73歳指揮官が「感無量」 専大松戸に甲子園初勝利を運んだエースの“攻撃的投球”
夏までに磨いた内角へと投げ切る投球「春は自分の失投で負けた」
指揮官も深沢の快投には「インコースを上手く使いながら、完璧な投球をしてくれた」と最敬礼。試合途中までは継投が頭にあったが「あれだけいい投球をしてくれたら、変えどきが難しくなりますよね。7回からはもう、深沢に任そうと考えていました」。この春は、2番手以降の投手育成にも心を砕いてきたが、この日の背番号1の姿には、腹をくくらせるだけのものがあった。
今春の選抜、1回戦で中京大中京に0-2の完封負けを喫した。持丸監督は「中京大中京とあんな試合ができたってみんな褒めてくれたけど、違う。負けたんでは一緒だろう」と、すぐ夏を向き動き出した。選手の思いはより強かった。深沢は「春は自分の失投で負けた。夏の県大会の決勝でも、内角の甘い球を本塁打された」。甲子園までの短い間に、内角へ投げ切る力を身につけるべく取り組んだ。
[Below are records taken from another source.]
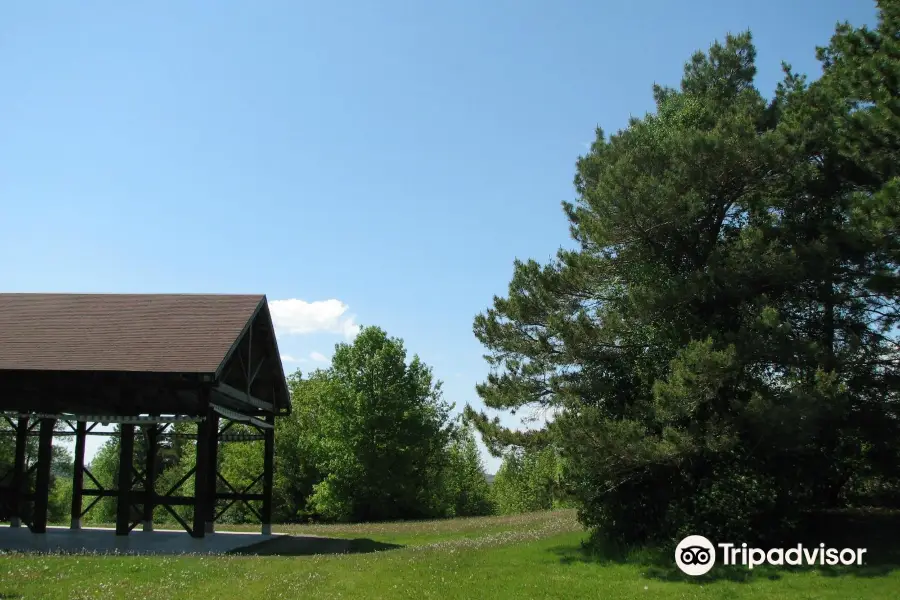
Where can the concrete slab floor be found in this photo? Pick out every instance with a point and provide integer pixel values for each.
(101, 540)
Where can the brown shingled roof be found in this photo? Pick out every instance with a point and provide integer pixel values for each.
(161, 333)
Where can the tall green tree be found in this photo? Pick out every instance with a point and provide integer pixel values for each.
(381, 428)
(721, 349)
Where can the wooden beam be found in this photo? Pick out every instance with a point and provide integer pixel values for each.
(152, 432)
(236, 394)
(42, 483)
(19, 472)
(126, 467)
(212, 421)
(268, 476)
(78, 474)
(201, 474)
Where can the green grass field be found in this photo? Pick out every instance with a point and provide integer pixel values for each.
(536, 555)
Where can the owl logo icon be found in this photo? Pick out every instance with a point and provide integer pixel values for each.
(695, 555)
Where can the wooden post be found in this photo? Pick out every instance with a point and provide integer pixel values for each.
(201, 479)
(213, 419)
(268, 475)
(126, 466)
(150, 476)
(78, 474)
(42, 485)
(19, 473)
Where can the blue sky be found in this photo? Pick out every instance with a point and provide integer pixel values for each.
(392, 158)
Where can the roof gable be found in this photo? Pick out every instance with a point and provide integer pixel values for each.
(159, 333)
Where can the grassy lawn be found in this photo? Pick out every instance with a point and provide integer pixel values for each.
(526, 556)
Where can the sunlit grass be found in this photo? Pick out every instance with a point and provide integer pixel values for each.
(526, 556)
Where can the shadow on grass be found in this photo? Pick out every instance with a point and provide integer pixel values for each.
(876, 531)
(307, 545)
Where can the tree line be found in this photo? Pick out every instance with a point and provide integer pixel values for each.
(721, 349)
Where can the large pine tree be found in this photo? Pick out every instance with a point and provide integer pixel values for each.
(721, 350)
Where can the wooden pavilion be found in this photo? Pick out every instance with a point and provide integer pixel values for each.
(144, 362)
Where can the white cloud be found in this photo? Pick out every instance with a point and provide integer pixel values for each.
(289, 358)
(299, 317)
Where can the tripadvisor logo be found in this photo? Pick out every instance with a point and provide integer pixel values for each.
(695, 555)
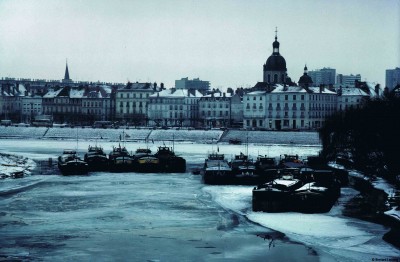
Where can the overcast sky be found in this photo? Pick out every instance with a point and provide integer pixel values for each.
(224, 42)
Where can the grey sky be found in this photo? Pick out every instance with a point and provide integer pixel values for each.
(224, 42)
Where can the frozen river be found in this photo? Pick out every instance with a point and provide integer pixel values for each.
(168, 217)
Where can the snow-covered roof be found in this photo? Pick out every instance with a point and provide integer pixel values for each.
(176, 93)
(352, 91)
(288, 89)
(316, 89)
(256, 93)
(217, 94)
(51, 93)
(76, 93)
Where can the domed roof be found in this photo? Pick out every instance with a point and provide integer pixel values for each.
(305, 79)
(275, 62)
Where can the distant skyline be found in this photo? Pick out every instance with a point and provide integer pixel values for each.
(224, 42)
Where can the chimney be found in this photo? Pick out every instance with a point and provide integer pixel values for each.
(377, 89)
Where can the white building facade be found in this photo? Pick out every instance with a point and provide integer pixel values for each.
(174, 108)
(288, 108)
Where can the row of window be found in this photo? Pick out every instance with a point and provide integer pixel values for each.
(134, 95)
(214, 105)
(213, 113)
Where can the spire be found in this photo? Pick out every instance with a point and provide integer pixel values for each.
(275, 44)
(66, 77)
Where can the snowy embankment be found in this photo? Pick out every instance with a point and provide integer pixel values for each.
(11, 165)
(198, 136)
(330, 233)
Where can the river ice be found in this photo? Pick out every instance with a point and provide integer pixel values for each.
(162, 217)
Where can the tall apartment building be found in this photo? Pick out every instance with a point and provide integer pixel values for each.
(195, 84)
(131, 102)
(392, 78)
(324, 76)
(174, 107)
(347, 80)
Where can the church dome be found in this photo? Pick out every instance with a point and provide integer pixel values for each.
(275, 63)
(305, 79)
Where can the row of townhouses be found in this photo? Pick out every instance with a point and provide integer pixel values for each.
(277, 103)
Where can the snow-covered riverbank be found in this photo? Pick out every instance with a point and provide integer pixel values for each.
(13, 165)
(333, 237)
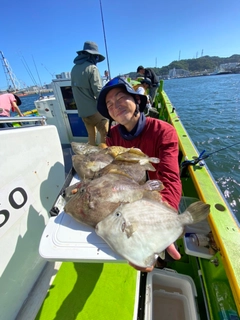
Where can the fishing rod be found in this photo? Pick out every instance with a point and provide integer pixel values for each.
(105, 39)
(203, 157)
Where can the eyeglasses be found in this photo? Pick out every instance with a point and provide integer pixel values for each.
(118, 80)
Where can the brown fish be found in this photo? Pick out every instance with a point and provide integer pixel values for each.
(96, 199)
(87, 164)
(133, 169)
(134, 156)
(141, 230)
(84, 148)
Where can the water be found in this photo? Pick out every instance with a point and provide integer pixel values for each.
(209, 108)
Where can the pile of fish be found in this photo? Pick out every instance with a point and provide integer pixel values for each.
(126, 210)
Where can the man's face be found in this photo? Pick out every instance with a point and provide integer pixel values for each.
(121, 105)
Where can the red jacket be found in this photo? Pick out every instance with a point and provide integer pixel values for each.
(158, 139)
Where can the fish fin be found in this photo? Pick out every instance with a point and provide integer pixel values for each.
(117, 171)
(154, 185)
(197, 212)
(149, 167)
(154, 160)
(129, 228)
(162, 255)
(102, 145)
(137, 151)
(150, 261)
(143, 161)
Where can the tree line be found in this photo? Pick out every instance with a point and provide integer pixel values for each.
(194, 65)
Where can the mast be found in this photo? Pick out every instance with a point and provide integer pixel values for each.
(12, 80)
(105, 39)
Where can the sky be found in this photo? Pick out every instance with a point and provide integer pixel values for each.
(39, 39)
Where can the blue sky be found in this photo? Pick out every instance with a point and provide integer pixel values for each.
(43, 36)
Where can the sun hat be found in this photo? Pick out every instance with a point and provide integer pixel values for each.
(92, 48)
(117, 82)
(140, 68)
(147, 81)
(18, 100)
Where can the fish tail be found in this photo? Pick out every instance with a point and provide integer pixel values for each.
(154, 185)
(196, 212)
(154, 160)
(149, 167)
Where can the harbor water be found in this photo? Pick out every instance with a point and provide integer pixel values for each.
(209, 108)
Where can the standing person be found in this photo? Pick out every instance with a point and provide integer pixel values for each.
(9, 102)
(149, 73)
(106, 77)
(119, 102)
(143, 88)
(86, 85)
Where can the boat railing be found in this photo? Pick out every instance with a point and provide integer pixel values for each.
(40, 120)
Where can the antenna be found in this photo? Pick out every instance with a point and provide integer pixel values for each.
(105, 39)
(12, 80)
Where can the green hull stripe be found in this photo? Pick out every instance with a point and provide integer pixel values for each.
(89, 291)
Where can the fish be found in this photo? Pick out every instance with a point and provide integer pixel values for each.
(140, 231)
(97, 198)
(135, 170)
(84, 148)
(134, 156)
(87, 164)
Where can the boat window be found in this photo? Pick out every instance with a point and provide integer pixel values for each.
(68, 98)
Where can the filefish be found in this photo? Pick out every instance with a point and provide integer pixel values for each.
(98, 198)
(133, 156)
(87, 164)
(141, 230)
(133, 169)
(84, 148)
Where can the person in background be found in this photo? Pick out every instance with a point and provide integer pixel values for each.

ブルペンで、左打者にベースへ近寄ってもらい、それでも内角へ投げ切る練習をした。コースいっぱいに投げればストライクゾーンを使いきれると思っていたが、持丸監督からの「もう1個バッター寄りに投げたほうがいい」という言葉に気づかされた。打者に当てるくらいの気持ちでなければ、本当に攻めきることはできないのだと。右打者に対しても一緒だ。右打者の顔に向かっていくような獰猛なボールなら、リスクが大きいとされるシュート回転も使えるものになる。「シュート回転しても、いい回転のシュートボールならOKだ」という老将の言葉が、力になった。
初めて甲子園で味わった喜び。「春の負けがあっての勝利かな」と深沢は言った。悔しい記憶さえも、意味のあるものに変えた快投だった。次は2勝目へ。部の歴史を変える夏は、まだまだ続く。